Okay, I fixed the new version BestColor using doubles instead of uint_32's. We're taking 256 to the power of 4, while technically it fits inside a uint_32 it does not allow for much else.
For now, I kept all code for comparison using CVars, but that's not going to be suitable for a pull request. If I do such a thing, I will most likely be removing these CVars and there will be only one algorithm available.
Now - onto the implementation:
I like it, but it does have problems of its own. Mostly - it gets the primary colors correct, but when there are colors that are really distant from the palette (have higher/lower saturations than what's available) it doesn't seem to always pick the best "looking" color.
Best place to try this out - Doom 1 - "E3M3" do "warp -800 150" - use "gl_lightmode 8" - also, pretty much all of E3M7.
Here's the diff with changes, along with a pre-compiled exe for others to try (since devbuilds are behind):
https://mega.nz/#!9JkjABwZ!Fh8ci7vKUPZc ... drE4T7Qi5k (reuploaded, was missing gzdoom.pk3 which also changed since latest devbuild)
And here's just the diff:
To test this implementation, please use
Code: Select all
gzdoom +set gl_palette_tonemap_algorithm 2 +set r_colormatcher_algorithm 1
This only needs to be done once - the CVars will save to your config.
If you change r_colormatcher_algorithm, in both Software and GL mode the tables do not automatically get rebuilt. A "restart" ccmd will fix that. gl_palette_tonemap_algorithm does not have this problem and will take effect immediately. These CVars are in place for comparison and notation purposes.
With all that said - maybe there's a happy medium somewhere? A slightly lower gamma ramp, if available, maybe?
Also - I really do not like the idea of setting a "max" distance. The reason why I initialize the distance on the first iteration of the loop is it allows me to alter the algorithm any way I choose without having a maximum other than what the number structures themselves support. Notice how even you had to set a new max after putting in the gamma ramp? If we fix the v_palette.cpp code, I really would prefer the first iteration to initialize the numbers, rather than allowing it to be done outside the loop as before. I think the code looks cleaner, and it is more flexible. Correct me if I am wrong.

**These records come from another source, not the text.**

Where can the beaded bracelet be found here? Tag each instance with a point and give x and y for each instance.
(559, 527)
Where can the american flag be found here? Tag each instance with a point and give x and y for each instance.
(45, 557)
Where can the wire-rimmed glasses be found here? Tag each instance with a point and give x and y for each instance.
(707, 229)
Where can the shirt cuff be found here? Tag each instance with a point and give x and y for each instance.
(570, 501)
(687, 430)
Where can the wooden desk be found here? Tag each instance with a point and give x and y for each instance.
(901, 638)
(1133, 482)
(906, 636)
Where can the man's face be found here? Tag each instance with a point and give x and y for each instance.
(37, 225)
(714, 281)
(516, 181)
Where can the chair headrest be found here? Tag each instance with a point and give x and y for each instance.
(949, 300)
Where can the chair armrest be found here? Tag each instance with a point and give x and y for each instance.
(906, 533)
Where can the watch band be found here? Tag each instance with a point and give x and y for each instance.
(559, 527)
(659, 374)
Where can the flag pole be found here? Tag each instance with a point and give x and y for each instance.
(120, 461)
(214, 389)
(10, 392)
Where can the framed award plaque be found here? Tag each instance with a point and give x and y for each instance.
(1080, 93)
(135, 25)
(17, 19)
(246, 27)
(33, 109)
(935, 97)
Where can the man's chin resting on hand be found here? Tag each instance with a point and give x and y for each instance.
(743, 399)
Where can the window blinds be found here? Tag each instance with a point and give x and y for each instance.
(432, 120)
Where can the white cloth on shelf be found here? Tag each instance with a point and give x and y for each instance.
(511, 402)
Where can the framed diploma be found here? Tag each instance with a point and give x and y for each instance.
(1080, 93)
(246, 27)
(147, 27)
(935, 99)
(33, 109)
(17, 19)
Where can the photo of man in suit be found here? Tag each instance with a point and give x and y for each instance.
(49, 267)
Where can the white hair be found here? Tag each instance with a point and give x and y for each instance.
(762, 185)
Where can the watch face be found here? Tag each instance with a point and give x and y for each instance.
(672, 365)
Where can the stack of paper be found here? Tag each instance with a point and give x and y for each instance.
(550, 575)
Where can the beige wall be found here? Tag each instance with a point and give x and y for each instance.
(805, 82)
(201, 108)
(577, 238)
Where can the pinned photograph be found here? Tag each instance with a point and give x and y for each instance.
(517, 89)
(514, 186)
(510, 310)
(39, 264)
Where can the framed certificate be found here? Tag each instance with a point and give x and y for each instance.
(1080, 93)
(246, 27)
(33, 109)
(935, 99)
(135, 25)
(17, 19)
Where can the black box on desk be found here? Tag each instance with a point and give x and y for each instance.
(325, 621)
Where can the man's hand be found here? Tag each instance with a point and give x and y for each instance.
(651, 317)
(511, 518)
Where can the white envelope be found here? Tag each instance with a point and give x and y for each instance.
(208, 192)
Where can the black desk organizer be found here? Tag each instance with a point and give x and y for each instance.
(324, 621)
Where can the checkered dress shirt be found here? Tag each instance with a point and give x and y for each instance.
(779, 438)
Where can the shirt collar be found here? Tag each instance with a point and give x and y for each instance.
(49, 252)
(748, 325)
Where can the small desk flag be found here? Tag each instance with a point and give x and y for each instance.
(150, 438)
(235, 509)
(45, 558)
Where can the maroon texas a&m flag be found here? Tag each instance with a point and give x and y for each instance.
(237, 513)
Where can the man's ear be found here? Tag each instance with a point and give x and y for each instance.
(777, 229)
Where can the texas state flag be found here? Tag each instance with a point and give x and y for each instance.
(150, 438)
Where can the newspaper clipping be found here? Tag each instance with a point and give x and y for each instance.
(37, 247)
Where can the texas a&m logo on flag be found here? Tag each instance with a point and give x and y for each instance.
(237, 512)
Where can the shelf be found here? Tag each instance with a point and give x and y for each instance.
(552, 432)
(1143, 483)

One more thing - if we do put in a floating exponent gamma ramp (such as 2.2 or 1.4 or whatever) - you can still retain the speed in processing simply by first going ahead and applying exponents to (0-255) and storing the results in an array, since these are the only numbers you are going to use, anyway. Then you only have to read the array to get the proper results, rather than recalculating it 768k times. Will speed up processing tremendously. Doom's original Gamma correction system did hard-coded precalculated arrays for exactly this reason.